Biggest industry decrease
There are less opportunities to do work experience in law this year than there were last year, according to new research. Among top businesses, “paid work experience places” in law are down by 11% since 2017, from 1,407 to 1,250.
The legal industry’s 11% work placement fall is not the biggest of the sectors included in the research: total work experience offerings in consulting fell by 45%, from 210 to 155, in 2017-18, while IT & telecommunications saw a decrease of 20% (from 686 to 548). However, in real number terms, law’s drop of 157 is the largest.

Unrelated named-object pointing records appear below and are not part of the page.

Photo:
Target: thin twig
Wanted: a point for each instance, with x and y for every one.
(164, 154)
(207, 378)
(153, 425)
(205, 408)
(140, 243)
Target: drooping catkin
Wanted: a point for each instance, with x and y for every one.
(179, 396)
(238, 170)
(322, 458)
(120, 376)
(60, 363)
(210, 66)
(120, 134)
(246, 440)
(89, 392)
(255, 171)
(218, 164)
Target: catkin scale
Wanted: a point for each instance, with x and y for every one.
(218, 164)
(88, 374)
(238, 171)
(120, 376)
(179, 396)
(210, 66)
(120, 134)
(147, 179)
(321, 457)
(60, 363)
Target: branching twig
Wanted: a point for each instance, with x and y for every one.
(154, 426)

This data, by The Knowledge Academy, is from “the UK’s 100 most established and successful employers”, including: Apple, Boots, Deloitte, Facebook, Google, Mars, McDonald’s, Microsoft, NHS, Oxfam, Sky and Teach First. The law firms on the list are: Allen & Overy, Baker McKenzie, Clifford Chance, CMS, DLA Piper, Freshfields, Herbert Smith Freehills, Hogan Lovells, Irwin Mitchell, Linklaters, Norton Rose Fulbright, Slaughter and May and White & Case.

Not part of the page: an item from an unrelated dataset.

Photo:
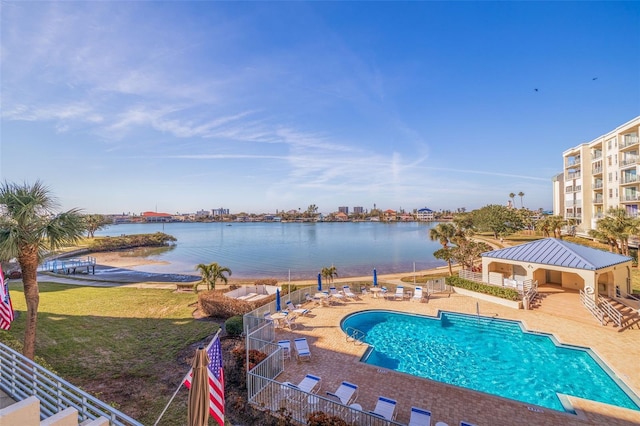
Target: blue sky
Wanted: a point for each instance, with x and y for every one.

Though seven of the industries covered experienced downturns ranging from 3.3% to 45.2%, the remaining four have enjoyed increases. Engineering & industrial placements are up by 21%, from 1,993 to 2,419, while over in the public sector work experience spots have rocketed by 59% to 1,077.

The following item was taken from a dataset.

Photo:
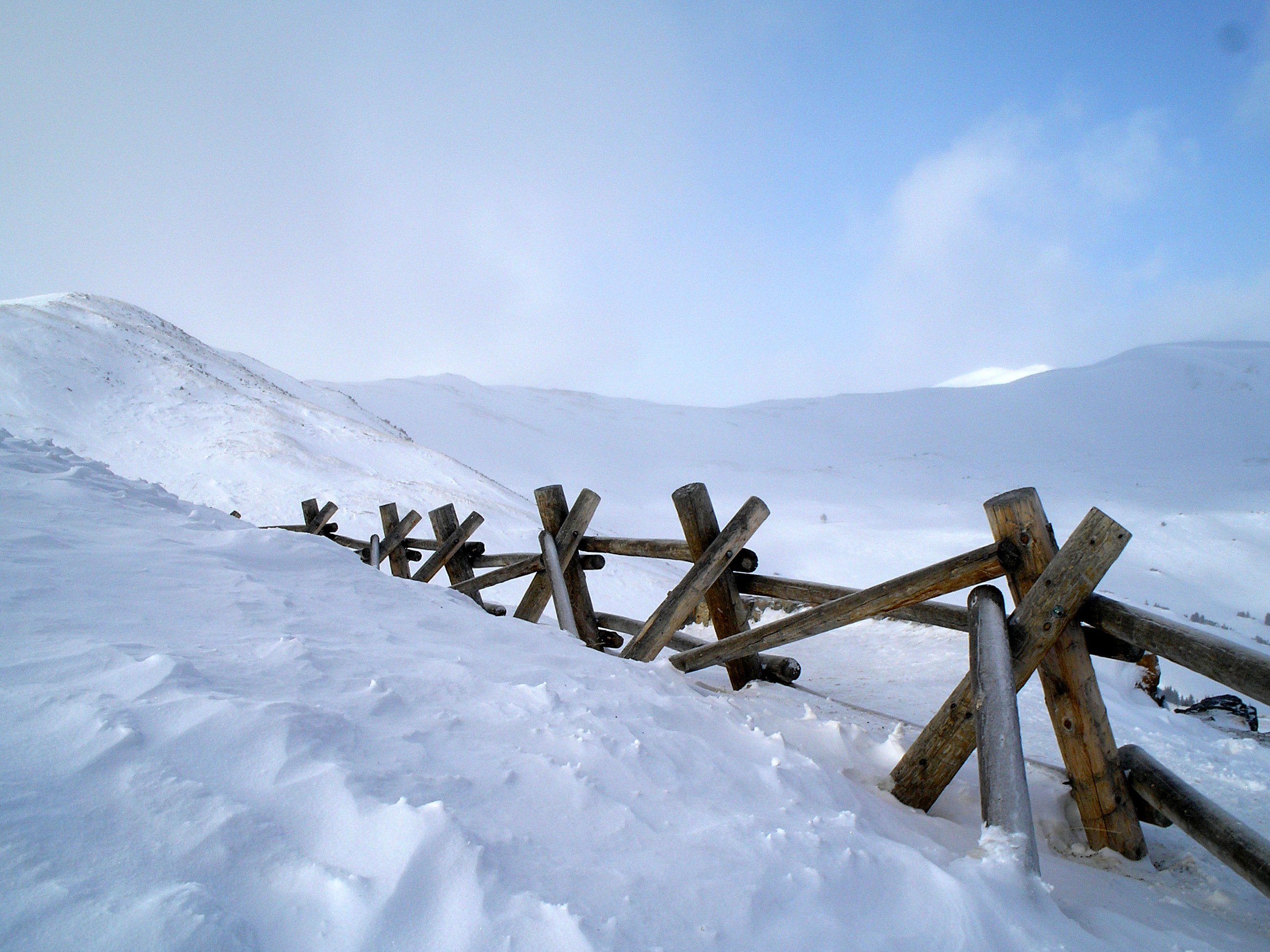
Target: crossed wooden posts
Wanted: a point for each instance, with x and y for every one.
(1058, 620)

This research comes just weeks after Legal Cheek revealed a number of barristers and solicitors were, controversially, auctioning off work experience placements in aid of a social mobility charity.
One of these barristers was Blackstone Chambers ace Sir James Eadie QC, who has represented the government in major cases such as: the Article 50/Gina Miller challenge, the heterosexual civil partnerships dispute and the term-time holiday battle.
The bidding on a week’s worth of work experience with Eadie had reached a hefty £300 before the ad disappeared from the auction website. The highest bidder, according to the ad, would have had the opportunity to work alongside the top silk in chambers, read case papers and visit court.